I’ve always known Kalibo as the home of the vibrant Ati-Atihan Festival. The celebration, which is held in January, includes a grand street parade that features indigenous costumes, dances, and music of the Ati tribe.
When we visited in May, of course, that was nowhere to be seen. But that didn’t make us skip the town. We were curious about its other secrets, things less known to travelers who usually just make Kalibo an entry point to Boracay.
In less than a day, we explored the town with the help of Sharon and Eden from the Kalibo Tourism Office. And to make going around easy, we took the tricycle of Kuya Bernie, who happens to be the president of the Kalibo Tricycle Drivers and Guides Association (KATRIDGA). This is a group of local drivers who were trained to do tour guiding, complete with kits and refurbished tricycles, for a sustainable livelihood.

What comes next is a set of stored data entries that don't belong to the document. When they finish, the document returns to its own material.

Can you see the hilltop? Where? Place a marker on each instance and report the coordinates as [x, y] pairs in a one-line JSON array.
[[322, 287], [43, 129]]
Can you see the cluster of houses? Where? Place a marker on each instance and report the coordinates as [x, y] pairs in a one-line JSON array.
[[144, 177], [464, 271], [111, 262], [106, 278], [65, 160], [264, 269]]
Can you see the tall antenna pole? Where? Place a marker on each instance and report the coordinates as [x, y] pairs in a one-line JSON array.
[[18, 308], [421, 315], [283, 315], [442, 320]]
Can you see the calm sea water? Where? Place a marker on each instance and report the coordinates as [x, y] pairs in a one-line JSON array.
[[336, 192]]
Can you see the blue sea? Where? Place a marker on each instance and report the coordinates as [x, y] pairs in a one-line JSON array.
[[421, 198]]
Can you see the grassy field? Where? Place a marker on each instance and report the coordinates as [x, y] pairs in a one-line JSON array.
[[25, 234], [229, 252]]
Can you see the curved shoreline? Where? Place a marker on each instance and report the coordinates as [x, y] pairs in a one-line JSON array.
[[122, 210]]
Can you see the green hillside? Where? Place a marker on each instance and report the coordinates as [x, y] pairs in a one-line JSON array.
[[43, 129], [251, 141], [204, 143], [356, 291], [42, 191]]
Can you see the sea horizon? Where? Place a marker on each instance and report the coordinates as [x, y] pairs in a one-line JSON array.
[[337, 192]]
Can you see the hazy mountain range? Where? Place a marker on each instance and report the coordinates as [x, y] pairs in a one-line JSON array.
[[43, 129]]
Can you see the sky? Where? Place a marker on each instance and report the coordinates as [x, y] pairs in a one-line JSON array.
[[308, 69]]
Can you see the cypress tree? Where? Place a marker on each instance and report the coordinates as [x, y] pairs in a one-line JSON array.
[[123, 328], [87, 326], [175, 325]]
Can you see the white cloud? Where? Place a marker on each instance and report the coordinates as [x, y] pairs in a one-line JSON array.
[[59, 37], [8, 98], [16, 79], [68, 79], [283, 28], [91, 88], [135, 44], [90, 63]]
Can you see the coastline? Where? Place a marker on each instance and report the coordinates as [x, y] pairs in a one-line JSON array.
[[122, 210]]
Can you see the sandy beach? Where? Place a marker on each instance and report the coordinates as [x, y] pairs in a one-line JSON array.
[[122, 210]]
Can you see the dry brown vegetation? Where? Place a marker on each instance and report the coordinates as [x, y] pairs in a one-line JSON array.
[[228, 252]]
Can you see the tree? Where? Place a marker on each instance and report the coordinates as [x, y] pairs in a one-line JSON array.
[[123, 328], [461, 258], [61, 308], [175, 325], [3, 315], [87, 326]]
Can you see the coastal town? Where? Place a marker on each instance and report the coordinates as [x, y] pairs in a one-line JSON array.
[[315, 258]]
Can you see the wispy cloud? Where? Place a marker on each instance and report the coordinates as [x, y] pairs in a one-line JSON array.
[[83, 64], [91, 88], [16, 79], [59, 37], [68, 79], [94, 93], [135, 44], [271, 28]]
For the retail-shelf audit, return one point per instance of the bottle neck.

Our first stop was the 200-hectare Bakhawan Eco-Park. This mangrove forest, the most beautiful I’ve seen around the country, is the product of more than 20 years of reforestation led by the Kalibo Save the Mangrove Association (KASAMA). The main attraction at the eco-park is a one-kilometer walkway that leads to a wide stretch of mangrove plantation. It’s a leisure walk with a breathtaking scenery of muddy grounds reflecting the slender mangroves rising to the sky.
At the end of the walkway, you can have a taste of the exotic tamilok, a cylindrical mollusk that the locals harvest from decaying mangrove. The delicacy is cultured in a dedicated area. Rotting mangrove trunks are left submerged in water until they are ready for harvest. The locals crack it open with an axe, and then slowly pull out the mollusk from the wood, wash it, and soak it in coconut vinegar (tuba). Then it’s ready for eating–right there and then. It tastes like oyster, they say.
The top local product of Aklan is cloth made from a special variety of pineapple. Piña weaving has been thriving for many years and is well established in the communities around the province. To introduce us to the tedious work of transforming pineapples to cloth and end products like barong and bags, Kuya Bernie drove us to the weaving facility of La Herminia, one of the popular names in the piña weaving industry in Aklan. There, we saw large looms and workers in different stages of the weaving process.
Next stop was Tigayon Hill and Caves. Those who are fascinated by history and folklore will get excited by the place. Now popular as a pilgrimage site, Tigayon Hill is said to be a secret sanctuary of the province’s freedom fighters during the Spanish era. The caves, although closed to visitors, have been the subject of some archaeological explorations by the National Museum. Potteries and human bones excavated in the site are on exhibit at the information center. Other attractions at Tigayon is the huge balete tree and the view of the Aklan River.
Downtown, we visited the Aklan Freedom Shrine dedicated to the 19 martyrs who led the revolt against Spain. A few streets from this site is the Museo It Akean. The first floor features the work of famous Aklanons including those of Godofredo Ramos, the Father of Aklan. The second floor has artifacts like century-old flat irons, pottery, images of saints, and piña products.
Beside the museum is the Kalibo Cathedral, the home of the image of Sto Nino in whose honor the Ati-Atihan Festival is celebrated.
Finally, after the short getting-to-know of the town, our group had to wrap up the tour. We went to KUBO Garden Bar and Restaurant some 600 meters from the Provincial Capitol. This restaurant has a famous branch in Boracay and is known for sumptuous seafood and local dishes. It was a breezy place for dining. After some 10 minutes of waiting, the food paraded to our table—chicken binakol, grilled prawns, oysters, grilled fish, and pinakbet. It was the best lunch ever for that whole trip.